Scientific classification
- Kingdom: Animalia
- Phylum: Chordata
- Class: Aves
- Order: Strigiformes
- Family: Strigidae
- Genus: Margarobyas Olson & Suárez, 2008
- Species: M. lawrencii
- Binomial name: Margarobyas lawrencii (Sclater, PL & Salvin, 1868)
- Species: Margarobyas lawrencii; †Margarobyas abronensis;
- Synonyms: Gymnasio lawrencii Otus lawrencii Gymnoglaux lawrencii

= Bare-legged owl =

- Genus: Margarobyas
- Species: lawrencii
- Authority: (Sclater, PL & Salvin, 1868)
- Conservation status: LC
- Synonyms: Gymnasio lawrencii, Otus lawrencii, Gymnoglaux lawrencii
- Parent authority: Olson & Suárez, 2008

Species of owl

The bare-legged owl (Margarobyas lawrencii), also called the Cuban bare-legged owl or Cuban screech owl, is a species of owl in the family Strigidae that is endemic to Cuba and Isla de la Juventud. It belongs to the monotypic genus Margarobyas.

==Taxonomy and etymology==
The bare-legged owl was described in 1800 and for a time, it was considered the same species as the Puerto Rican owl. However, it was later determined to be its own species by George Newbold Lawrence in 1868. It has variously been placed in the genera "Noctua", Gymnoglaux, and Gymnasio. The American Ornithological Society moved it to the genus Otus in 1998. However, in 2003, they moved the bird back to the genus Gymnoglaux based on physical and vocal differences between the bare-legged owl and typical screech-owls. Finally, in 2008, the genus Margarobyas was proposed, as it was found that Gymnoglaux was a junior synonym of Gymnasio.

Two subspecies have been accepted by some authors in the past, with M. l. exsul, found in western Cuba and the Isla de Juventud, and nominate M. l. lawrencii in the rest of Cuba. M. l. exsul is supposedly differentiated by a darker brown color and more spots, although this subspecies is no longer recognized.

Margarobyas comes from the Greek margarites, a pearl, and byas, an owl. This name was given as a reference to Cuba's status as the "Pearl of the Antilles". The species name, lawrencii, is in honor of George Lawrence.

==Description==
The bare-legged owl is relatively small, measuring 20–23 cm long, and weighing about 80 g. Its name comes from its featherless green-yellow legs, similar to those of the burrowing owl. These owls have dark brown eyes, no ear tufts, a cream-colored facial disk, and brown rictal bristles. The upperparts of these birds are largely brown to slightly rufous in colour. Their wing feathers have white barring, and there are white spots on their shoulder and scapular feathers. The underparts are gray- to yellow-white, with some brown streaking and occasionally even cross-barring on the sides and breast.

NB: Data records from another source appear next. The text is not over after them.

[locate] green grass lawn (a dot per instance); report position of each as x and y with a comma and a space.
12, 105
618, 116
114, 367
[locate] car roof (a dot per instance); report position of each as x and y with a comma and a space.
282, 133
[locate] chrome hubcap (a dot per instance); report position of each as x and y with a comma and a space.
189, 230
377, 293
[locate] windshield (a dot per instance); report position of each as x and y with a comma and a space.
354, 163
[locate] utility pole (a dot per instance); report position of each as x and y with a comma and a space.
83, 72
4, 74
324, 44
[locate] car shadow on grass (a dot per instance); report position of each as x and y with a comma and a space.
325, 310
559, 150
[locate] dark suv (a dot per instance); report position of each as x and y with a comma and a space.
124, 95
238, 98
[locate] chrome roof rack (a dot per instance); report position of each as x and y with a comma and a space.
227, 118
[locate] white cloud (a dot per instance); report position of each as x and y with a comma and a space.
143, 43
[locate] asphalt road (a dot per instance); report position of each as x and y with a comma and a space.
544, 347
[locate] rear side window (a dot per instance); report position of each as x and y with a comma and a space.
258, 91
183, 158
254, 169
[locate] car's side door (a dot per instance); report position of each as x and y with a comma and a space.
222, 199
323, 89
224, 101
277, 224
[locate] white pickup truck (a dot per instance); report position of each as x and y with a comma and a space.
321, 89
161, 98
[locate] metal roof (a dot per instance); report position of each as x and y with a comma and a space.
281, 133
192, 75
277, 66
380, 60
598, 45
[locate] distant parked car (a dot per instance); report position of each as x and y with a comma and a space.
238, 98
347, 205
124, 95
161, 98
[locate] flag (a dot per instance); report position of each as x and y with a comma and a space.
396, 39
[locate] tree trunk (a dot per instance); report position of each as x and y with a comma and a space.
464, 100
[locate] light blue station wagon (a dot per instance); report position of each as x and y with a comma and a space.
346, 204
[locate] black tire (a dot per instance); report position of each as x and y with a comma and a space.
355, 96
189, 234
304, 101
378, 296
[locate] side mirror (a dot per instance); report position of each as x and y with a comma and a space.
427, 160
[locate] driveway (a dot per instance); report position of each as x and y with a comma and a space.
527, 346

Juvenile bare-legged owls have similar plumage colors to adults, but have fewer white spots.

==Biology==
The natural habitats of the bare-legged owl are dry forests, lowland moist forests, and heavily degraded former forest. It particularly prefers stands of palm trees. Most of its foraging is done on the ground, and it is strictly nocturnal. The bare-legged owl eats primarily insects and other arthropods. It will less frequently eat frogs, snakes, and occasionally small birds.

These birds are secondary cavity nesters, requiring either woodpecker holes (particularly in palm trees) or natural openings in trees or rock crevices. Not much is known of their breeding ecology, but breeding season is January to June. The average clutch size is two eggs, which are incubated by the female owl.